Я молчу, хотя и не согласна с ней. Если папа в детстве выжил, побывав в зазеркальном мире, теперь-то он наверняка сильнее, чем мы думаем.
Я начинаю что-то говорить, но мама прерывает меня:
– Джеб хотел тебя видеть. Он ждет под вашей любимой ивой.
Я роняю челюсть. Мама всё это время знала про наше убежище?
Та касается пальцем ямочки у меня на подбородке, чтобы привести рот в нормальное состояние.
– Элли, я не настолько забывчива. Я прекрасно помню, что такое быть влюбленным подростком.
Она подмигивает, и я улыбаюсь в ответ.
– Пока пойду в душ и переоденусь. Пожалуйста, не попади под дождь. И вернись в дом, прежде чем придет папа.
Я натягиваю сапоги и куртку с капюшоном и шагаю через сад. Растения и насекомые зловеще молчат. Над головами кружатся облака, похожие на серую пену. Такое ощущение, что сейчас не полпятого, а шесть. Холодный ветер подхватывает и треплет волосы. Он так завывает, что даже не слышно журчание фонтана.
Джеб уже ждет. На нем облегающая футболка и джинсы; очевидно, ему не терпелось сбросить пиджак Морфея.
Он придерживает ивовые ветви, и я ныряю под зеленый навес.
Присев на корточки, я обнимаю Джеба.
– Извини. Мой папа не хотел тебя обидеть.
– Я знаю.
Джеб целует меня в висок и отгребает листья, чтобы я могла сесть.

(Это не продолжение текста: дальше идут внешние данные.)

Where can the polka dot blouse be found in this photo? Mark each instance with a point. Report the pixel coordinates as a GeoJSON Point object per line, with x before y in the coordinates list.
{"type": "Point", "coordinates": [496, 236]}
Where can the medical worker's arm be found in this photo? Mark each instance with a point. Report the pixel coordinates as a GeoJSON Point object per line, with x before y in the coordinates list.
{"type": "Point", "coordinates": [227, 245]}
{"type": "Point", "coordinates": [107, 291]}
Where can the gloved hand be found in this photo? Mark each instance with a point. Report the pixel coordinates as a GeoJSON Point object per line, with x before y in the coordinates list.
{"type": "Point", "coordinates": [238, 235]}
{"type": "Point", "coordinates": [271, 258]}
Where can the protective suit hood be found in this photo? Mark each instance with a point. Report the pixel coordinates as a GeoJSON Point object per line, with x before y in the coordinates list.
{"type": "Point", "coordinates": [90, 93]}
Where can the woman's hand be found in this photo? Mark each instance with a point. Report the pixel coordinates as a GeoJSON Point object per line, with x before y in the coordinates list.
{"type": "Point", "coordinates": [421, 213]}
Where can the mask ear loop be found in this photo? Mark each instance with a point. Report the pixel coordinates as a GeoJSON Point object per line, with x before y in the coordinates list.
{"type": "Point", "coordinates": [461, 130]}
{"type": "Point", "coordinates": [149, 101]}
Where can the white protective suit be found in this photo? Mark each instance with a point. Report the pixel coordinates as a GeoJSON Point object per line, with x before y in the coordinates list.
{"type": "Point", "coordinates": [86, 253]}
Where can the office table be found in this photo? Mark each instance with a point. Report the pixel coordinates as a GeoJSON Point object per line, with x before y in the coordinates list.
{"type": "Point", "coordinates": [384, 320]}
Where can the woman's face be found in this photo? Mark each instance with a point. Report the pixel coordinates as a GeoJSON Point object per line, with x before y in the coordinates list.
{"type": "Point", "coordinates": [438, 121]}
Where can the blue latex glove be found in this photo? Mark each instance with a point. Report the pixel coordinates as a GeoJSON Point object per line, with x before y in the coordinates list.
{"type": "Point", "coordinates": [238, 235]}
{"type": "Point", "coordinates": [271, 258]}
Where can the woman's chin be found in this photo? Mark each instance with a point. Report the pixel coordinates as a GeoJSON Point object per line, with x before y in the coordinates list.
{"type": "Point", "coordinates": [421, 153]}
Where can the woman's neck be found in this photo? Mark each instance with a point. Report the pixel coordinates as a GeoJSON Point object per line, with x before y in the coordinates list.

– Почеши мне за ушком и подними настроение.
Я выдавливаю улыбку.
– Тебе понравится.
Джеб ухмыляется.
– Я бы предпочел поцелуй.
Тусклый свет струится сквозь листву, озаряя ямочки на щеках и лабрет. Джеб кажется проказливым мальчиком, хотя его голос полон напряжения.
Мы оба делаем вид, что мир в полном порядке, хотя всё хуже некуда. Мы с ума сошли. Джеба вообще не нужно было в это втягивать. Если Вторая Сестра сумела победить Морфея, сколько шансов у смертного уцелеть в этой битве?
– Не ходи сегодня никуда, – выпаливаю я. – Позвони Дженаре и уговори ее тоже остаться.
– Шутишь? Да я с большей вероятностью погибну, если встану между Дженарой и школьным балом.
– Перестань смеяться. Это не шутка.
Джеб хмурится.
– Да. Как в тот раз, когда ты столько времени скрывала от меня правду, потому что боялась, что я пострадаю.